The best holidays make you feel a million miles from home. But the best holiday homes? Less holiday, more home ought to be the mantra. If you need convincing, Marta de la Rica’s house in Biarritz should do the trick. When the Spanish interior designer bought this villa in 2020, the last thing she wanted was ‘for it to feel like a summer house. Perhaps that is surprising, since Marta has summered in Biarritz since she was a child, when her father fell in love with the Basque seaside town. He still has a house here, as well as the restaurant-cum-florist-cum-antiques emporium Gaztelur in a former house on a country estate, six miles inland. But from the outset, Marta was clear that, if she was going to buy a house here, she would use it – for high days and holidays, certainly, but also for weekends away from Madrid, where she lives with her husband and three daughters.

For many years, Marta’s father owned a large house two doors down from here. Later, he downsized to another just behind it, and Marta and her brothers took over his old villa, uniting the gardens into one. It was, she says, great fun, but she always had one eye on a place of her own.

The house’s charming fairy-tale aesthetic is unusual for this part of France.

© Anna Malmberg

She had long admired this confection of a house, built for a Russian at the beginning of the 20th century, when Biarritz was deluged with European aristocrats hot on the silk-slippered heels of Eugénie de Montijo, Empress of France, whose husband, Napoleon III had built her a palace there. With its steeply pitched roofs, tessellated timber gable trusses and decorative bargeboards, it feels unusual in this part of the country, having more of the storybook appearance of buildings in northern French towns like Deauville or Honfleur, rather than the Art Deco drama or Belle Epoque grandeur associated with Biarritz.

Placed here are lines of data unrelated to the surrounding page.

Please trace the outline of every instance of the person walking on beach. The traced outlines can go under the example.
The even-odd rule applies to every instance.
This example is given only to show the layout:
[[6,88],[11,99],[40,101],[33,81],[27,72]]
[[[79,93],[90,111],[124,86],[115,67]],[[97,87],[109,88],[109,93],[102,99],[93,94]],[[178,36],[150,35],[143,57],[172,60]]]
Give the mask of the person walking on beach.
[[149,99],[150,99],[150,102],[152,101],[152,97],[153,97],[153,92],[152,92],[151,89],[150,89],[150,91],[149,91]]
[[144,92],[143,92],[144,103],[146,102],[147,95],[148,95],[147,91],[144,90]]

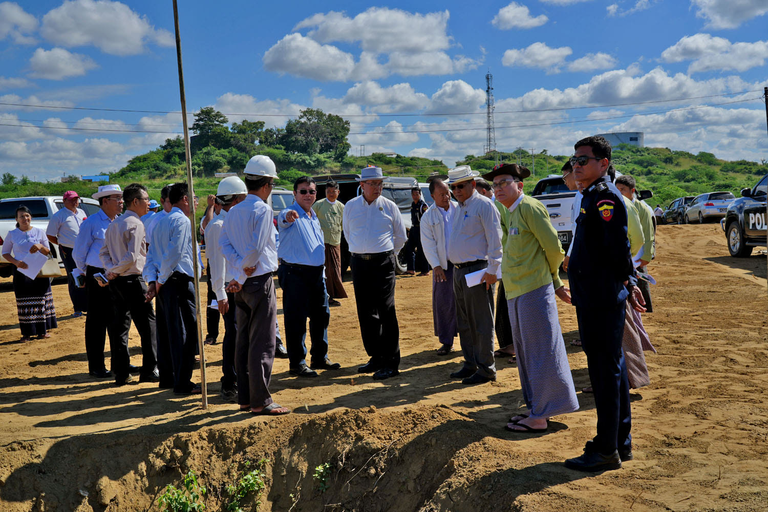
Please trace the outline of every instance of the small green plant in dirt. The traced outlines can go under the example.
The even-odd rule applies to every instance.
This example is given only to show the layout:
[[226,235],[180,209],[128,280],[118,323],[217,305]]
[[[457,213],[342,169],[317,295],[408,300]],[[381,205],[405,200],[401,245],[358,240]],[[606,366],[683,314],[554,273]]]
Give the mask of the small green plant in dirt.
[[184,475],[184,486],[177,489],[169,484],[160,495],[157,502],[161,512],[200,512],[205,510],[200,502],[205,495],[205,487],[197,481],[197,475],[190,471]]
[[328,484],[328,477],[331,476],[331,465],[328,462],[323,462],[319,466],[315,467],[315,472],[312,477],[317,481],[317,488],[321,493],[328,491],[330,485]]
[[245,470],[243,475],[235,484],[227,486],[227,492],[230,494],[230,503],[224,508],[227,512],[244,512],[241,502],[250,493],[256,494],[256,507],[259,507],[259,497],[264,489],[264,464],[266,459],[261,459],[256,463],[256,467],[248,471],[250,461],[245,461]]

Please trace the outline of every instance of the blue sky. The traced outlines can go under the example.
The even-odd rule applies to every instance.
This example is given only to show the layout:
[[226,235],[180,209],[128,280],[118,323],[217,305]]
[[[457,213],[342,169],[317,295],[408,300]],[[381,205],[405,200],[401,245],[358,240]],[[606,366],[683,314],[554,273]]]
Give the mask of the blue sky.
[[[283,126],[321,108],[355,154],[451,166],[485,146],[490,71],[500,150],[643,131],[768,158],[766,0],[179,4],[190,111]],[[181,131],[170,0],[0,2],[0,173],[111,172],[157,147]]]

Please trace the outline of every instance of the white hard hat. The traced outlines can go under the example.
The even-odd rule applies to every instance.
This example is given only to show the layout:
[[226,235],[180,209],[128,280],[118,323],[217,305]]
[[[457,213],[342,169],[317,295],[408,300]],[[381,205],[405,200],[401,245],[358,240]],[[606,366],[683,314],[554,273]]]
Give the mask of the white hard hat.
[[237,176],[227,176],[219,182],[217,196],[231,196],[237,193],[248,193],[245,183]]
[[245,173],[249,176],[268,176],[272,178],[277,177],[277,172],[275,170],[275,163],[269,157],[263,154],[257,154],[252,157],[245,165]]

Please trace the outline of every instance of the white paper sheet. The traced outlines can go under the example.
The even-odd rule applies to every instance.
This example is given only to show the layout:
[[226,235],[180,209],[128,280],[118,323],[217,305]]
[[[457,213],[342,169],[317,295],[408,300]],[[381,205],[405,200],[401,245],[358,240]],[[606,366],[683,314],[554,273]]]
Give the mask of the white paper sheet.
[[48,261],[48,256],[42,253],[27,253],[22,261],[27,264],[27,268],[19,269],[18,271],[29,279],[34,279]]
[[[470,272],[468,274],[464,276],[464,279],[467,280],[467,286],[472,288],[472,286],[477,286],[480,284],[480,279],[485,274],[487,269],[482,269],[476,272]],[[502,279],[502,266],[498,266],[498,269],[496,271],[496,279]]]

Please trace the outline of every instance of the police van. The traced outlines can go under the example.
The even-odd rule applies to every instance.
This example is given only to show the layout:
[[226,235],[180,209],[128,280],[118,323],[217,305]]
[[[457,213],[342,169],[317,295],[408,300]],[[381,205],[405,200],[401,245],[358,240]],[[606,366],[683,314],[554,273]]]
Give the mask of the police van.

When, after the death of the previous owner, it became available to buy, there was competition. It was so tight that the estate agent asked for sealed bids. Happily, Marta won. Finally, after a year and a half, she had the house. ‘It was horrible,’ she says, with a laugh. ‘The garden was a forest, there was no electricity, and it was full of stuff, having been lived in by a hoarder. It took a month to clear it out.’ But, she adds, ‘At the same time, it had such a soul: romantic, dramatic and ever so slightly eccentric. I realised this was the path I had to follow. I needed to tell the story of the house while bringing in a breath of fresh air.’

Antique furniture is teamed with an ottoman designed by Marta and chairs covered in Fermoie’s ‘Shell Grotto’. The ‘Mikado’ wallpaper from Pierre Frey showcases a painting by Mirco Marchelli.

© Anna Malmberg

Marta is known for her ability to create spaces perfectly suited to modern life that feel already deeply lived in, conjuring rich comfort out of seemingly disparate styles and blending new pieces with antiques. ‘Layers and layers. And an understanding that houses are not static’, she says when asked the key to a good scheme. ‘Oh, and having fun.’